Class CharsetRecog_2022

java.lang.Object
com.ibm.icu.text.CharsetRecognizer
com.ibm.icu.text.CharsetRecog_2022
Direct Known Subclasses:
CharsetRecog_2022.CharsetRecog_2022CN, CharsetRecog_2022.CharsetRecog_2022JP, CharsetRecog_2022.CharsetRecog_2022KR

abstract class CharsetRecog_2022 extends CharsetRecognizer
class CharsetRecog_2022 part of the ICU charset detection implementation. This is a superclass for the individual detectors for each of the detectable members of the ISO 2022 family of encodings.
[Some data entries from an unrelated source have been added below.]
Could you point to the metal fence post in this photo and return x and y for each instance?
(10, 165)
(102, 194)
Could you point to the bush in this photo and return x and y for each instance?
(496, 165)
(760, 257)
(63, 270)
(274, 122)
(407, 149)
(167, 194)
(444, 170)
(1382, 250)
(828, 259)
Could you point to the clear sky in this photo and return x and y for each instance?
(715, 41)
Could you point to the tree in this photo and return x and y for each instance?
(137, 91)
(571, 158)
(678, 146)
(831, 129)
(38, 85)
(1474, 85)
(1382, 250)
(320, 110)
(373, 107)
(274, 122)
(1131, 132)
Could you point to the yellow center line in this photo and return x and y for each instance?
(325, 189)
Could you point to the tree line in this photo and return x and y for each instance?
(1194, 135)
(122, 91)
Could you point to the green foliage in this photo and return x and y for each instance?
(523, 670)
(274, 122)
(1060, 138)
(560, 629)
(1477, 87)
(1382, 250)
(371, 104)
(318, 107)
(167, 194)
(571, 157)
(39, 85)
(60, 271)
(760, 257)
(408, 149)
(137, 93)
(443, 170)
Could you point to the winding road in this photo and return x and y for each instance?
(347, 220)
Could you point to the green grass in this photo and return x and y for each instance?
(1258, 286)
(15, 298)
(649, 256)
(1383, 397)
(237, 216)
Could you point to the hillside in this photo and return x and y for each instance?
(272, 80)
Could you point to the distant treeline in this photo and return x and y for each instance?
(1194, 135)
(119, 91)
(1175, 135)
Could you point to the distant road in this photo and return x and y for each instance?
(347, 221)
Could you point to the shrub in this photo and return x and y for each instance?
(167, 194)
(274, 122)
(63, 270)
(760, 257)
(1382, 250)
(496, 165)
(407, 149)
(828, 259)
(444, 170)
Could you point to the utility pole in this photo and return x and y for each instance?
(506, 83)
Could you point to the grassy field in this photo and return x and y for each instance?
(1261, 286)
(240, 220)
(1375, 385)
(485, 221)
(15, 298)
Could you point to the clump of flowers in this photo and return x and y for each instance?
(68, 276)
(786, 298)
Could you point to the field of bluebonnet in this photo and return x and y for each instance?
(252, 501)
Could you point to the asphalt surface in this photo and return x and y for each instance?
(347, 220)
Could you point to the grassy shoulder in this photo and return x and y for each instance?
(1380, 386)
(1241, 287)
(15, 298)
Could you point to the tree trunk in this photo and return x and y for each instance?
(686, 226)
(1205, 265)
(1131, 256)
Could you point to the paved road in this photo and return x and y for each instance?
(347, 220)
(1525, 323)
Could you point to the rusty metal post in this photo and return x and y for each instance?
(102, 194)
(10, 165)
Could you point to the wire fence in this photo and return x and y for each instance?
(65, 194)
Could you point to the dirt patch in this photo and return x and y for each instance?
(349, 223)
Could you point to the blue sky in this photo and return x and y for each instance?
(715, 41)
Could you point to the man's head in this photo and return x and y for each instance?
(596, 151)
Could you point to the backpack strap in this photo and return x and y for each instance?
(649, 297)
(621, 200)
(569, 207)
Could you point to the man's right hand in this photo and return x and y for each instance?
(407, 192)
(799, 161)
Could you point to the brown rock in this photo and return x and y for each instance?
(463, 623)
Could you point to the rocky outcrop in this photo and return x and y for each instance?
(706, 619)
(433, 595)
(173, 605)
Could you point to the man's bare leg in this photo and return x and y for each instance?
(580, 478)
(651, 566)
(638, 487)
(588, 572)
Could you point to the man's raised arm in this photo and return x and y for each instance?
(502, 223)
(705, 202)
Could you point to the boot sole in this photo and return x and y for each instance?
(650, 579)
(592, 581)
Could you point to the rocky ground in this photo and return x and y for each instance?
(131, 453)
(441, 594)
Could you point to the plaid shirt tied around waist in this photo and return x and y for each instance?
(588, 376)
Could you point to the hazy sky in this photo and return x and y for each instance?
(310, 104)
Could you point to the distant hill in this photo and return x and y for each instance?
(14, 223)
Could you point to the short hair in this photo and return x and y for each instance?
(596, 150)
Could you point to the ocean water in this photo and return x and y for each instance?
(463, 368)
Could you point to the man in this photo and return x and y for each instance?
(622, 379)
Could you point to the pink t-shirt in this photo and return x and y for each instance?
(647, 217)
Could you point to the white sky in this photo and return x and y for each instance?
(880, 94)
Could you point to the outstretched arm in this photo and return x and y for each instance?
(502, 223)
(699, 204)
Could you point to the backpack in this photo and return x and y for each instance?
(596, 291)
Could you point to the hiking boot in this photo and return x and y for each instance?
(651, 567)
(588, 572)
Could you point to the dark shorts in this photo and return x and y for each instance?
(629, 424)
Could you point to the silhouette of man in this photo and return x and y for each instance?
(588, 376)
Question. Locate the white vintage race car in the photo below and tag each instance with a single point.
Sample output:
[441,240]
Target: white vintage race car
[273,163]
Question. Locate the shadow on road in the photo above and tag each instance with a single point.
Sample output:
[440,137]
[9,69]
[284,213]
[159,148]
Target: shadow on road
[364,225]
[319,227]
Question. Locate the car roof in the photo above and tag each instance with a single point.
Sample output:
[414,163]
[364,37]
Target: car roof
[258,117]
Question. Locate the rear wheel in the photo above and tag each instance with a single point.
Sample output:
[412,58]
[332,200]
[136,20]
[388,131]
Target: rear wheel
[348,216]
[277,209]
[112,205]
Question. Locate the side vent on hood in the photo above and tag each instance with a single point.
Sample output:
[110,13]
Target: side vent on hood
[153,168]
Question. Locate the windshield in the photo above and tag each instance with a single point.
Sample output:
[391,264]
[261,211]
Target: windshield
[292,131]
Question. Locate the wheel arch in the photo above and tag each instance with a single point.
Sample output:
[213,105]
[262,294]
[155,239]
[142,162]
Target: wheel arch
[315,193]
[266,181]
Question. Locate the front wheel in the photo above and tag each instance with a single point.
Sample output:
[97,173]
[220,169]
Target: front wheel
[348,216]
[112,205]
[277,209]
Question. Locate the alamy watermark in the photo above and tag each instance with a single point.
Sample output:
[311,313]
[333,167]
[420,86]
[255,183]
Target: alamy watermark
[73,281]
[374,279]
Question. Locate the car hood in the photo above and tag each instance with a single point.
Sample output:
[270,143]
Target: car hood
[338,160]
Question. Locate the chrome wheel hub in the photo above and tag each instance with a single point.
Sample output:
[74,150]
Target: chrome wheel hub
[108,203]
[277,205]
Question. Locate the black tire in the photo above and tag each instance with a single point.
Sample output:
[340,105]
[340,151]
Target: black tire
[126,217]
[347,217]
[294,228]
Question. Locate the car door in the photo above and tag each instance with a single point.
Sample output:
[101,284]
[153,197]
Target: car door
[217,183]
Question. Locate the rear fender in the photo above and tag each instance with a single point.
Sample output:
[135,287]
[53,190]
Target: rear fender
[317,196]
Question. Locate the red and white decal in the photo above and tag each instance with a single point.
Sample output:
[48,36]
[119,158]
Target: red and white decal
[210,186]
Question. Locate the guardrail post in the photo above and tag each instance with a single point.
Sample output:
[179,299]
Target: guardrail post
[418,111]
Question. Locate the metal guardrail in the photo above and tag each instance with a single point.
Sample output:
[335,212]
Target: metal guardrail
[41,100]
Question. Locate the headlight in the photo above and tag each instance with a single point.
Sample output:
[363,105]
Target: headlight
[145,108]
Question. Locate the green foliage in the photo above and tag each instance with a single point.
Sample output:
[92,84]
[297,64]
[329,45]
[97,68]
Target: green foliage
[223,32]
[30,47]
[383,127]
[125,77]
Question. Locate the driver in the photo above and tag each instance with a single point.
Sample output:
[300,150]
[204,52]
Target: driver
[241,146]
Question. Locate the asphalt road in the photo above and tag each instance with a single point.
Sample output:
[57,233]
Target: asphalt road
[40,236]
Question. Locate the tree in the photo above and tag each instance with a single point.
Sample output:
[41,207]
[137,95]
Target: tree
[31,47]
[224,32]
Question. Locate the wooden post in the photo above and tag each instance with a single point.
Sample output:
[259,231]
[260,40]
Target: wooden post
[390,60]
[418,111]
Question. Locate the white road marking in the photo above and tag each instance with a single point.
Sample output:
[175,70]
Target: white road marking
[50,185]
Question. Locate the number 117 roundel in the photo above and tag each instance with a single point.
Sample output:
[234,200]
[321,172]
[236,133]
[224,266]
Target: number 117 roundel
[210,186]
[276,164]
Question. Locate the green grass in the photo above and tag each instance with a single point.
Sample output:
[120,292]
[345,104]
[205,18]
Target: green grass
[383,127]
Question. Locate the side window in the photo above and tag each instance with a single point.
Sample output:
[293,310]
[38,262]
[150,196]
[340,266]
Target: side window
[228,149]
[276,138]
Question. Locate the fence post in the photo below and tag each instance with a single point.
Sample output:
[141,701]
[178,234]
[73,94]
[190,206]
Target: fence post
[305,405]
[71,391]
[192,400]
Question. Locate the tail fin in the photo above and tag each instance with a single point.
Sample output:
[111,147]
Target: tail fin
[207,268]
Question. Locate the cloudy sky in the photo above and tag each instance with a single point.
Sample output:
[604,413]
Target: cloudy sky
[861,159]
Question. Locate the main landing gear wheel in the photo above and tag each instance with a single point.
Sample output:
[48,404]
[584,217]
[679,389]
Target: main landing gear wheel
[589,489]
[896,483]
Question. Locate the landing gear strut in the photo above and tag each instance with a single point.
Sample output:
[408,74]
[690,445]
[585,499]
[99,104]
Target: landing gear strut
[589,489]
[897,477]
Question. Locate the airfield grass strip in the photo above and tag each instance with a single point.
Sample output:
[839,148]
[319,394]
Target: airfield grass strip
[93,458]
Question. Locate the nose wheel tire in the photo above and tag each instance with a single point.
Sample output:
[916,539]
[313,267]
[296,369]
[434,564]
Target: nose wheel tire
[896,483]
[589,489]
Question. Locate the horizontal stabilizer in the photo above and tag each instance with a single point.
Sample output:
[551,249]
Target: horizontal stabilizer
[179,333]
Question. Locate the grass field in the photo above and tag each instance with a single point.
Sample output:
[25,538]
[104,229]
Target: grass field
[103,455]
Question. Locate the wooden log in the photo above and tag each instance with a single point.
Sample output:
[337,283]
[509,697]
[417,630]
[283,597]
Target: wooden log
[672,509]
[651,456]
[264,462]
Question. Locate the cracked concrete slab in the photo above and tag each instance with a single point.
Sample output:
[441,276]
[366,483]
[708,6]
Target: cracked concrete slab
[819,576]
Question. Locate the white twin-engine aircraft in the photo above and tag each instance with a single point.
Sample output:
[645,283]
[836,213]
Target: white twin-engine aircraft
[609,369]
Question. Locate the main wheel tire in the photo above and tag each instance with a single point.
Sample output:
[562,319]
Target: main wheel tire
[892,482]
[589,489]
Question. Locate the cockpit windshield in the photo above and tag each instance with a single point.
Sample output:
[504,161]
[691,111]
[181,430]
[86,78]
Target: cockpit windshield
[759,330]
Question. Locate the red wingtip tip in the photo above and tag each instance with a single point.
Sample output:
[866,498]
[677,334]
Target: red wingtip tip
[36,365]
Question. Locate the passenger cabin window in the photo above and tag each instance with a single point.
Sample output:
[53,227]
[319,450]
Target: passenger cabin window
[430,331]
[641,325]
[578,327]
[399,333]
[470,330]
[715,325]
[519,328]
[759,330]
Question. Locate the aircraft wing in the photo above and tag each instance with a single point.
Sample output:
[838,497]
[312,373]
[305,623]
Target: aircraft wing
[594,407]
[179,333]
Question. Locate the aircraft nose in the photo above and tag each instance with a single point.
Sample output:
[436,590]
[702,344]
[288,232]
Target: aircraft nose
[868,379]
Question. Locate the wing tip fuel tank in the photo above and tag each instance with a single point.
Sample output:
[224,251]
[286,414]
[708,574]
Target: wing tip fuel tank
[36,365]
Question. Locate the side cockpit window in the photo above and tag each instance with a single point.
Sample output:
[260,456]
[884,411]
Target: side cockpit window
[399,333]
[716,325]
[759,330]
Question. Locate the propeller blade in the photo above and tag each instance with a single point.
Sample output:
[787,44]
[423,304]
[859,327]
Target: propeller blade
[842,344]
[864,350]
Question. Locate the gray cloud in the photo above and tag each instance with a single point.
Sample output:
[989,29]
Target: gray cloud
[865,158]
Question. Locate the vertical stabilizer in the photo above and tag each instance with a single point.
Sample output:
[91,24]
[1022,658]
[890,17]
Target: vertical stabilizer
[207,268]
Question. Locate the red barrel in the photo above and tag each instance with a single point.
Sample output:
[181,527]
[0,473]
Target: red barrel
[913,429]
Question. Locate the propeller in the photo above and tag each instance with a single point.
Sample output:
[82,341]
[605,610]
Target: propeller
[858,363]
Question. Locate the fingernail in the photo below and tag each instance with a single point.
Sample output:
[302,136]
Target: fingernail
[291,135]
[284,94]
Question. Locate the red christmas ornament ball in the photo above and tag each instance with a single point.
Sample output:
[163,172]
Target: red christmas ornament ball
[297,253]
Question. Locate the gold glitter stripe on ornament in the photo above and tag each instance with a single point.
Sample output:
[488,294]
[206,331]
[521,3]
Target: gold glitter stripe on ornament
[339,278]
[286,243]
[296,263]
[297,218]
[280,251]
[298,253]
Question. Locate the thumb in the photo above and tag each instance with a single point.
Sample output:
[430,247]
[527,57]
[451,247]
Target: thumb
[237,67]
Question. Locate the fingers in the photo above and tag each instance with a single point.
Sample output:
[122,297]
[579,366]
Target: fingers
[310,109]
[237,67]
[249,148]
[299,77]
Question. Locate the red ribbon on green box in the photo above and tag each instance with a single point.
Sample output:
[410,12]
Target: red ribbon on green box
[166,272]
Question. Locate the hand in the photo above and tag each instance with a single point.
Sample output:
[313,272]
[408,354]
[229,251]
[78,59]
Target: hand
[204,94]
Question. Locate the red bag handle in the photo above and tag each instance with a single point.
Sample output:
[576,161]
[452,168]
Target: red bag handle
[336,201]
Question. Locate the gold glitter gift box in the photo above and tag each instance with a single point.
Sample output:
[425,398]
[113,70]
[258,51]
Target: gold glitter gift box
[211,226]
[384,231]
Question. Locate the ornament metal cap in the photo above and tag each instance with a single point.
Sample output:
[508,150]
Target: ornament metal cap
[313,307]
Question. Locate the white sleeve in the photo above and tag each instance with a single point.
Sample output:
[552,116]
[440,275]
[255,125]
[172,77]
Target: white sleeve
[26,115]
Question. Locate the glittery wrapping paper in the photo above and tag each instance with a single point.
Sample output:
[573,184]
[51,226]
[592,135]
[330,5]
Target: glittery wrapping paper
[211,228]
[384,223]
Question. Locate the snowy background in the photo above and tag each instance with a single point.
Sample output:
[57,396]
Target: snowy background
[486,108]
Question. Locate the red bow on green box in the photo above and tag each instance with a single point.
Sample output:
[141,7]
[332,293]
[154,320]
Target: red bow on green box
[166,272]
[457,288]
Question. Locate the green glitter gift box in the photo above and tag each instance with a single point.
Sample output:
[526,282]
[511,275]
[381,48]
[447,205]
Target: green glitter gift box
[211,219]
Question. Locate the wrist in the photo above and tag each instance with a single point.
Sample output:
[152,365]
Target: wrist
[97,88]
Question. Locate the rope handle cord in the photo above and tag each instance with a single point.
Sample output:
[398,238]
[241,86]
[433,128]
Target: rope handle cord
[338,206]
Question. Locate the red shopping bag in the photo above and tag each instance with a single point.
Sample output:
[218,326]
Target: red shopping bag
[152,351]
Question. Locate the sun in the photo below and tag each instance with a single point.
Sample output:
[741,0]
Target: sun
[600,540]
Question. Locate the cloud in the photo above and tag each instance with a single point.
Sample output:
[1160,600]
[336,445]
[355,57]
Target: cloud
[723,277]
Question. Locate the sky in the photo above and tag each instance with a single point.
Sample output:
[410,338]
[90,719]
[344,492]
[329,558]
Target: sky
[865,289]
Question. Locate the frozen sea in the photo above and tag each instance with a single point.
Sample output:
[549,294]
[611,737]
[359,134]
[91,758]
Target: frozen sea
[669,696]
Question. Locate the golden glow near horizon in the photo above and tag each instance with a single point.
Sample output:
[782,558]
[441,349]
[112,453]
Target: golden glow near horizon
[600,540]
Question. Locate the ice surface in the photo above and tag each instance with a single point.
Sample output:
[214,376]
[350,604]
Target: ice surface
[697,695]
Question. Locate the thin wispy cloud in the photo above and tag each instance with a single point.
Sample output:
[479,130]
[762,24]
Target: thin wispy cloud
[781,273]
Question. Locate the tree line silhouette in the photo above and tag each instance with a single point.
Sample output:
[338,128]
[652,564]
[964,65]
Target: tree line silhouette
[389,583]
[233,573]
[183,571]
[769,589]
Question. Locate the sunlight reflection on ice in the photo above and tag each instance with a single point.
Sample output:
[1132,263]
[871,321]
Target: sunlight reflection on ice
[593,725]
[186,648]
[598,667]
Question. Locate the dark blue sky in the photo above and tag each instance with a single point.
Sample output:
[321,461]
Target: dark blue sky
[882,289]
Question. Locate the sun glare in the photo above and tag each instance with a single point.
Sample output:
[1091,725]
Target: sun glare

The separate classes are nested within this class.
  • Constructor Details

    • CharsetRecog_2022

      CharsetRecog_2022()
  • Method Details

    • match

      int match(byte[] text, int textLen, byte[][] escapeSequences)
      Matching function shared among the 2022 detectors JP, CN and KR Counts up the number of legal an unrecognized escape sequences in the sample of text, and computes a score based on the total number & the proportion that fit the encoding.
      Parameters:
      text - the byte buffer containing text to analyse
      textLen - the size of the text in the byte.
      escapeSequences - the byte escape sequences to test for.
      Returns:
      match quality, in the range of 0-100.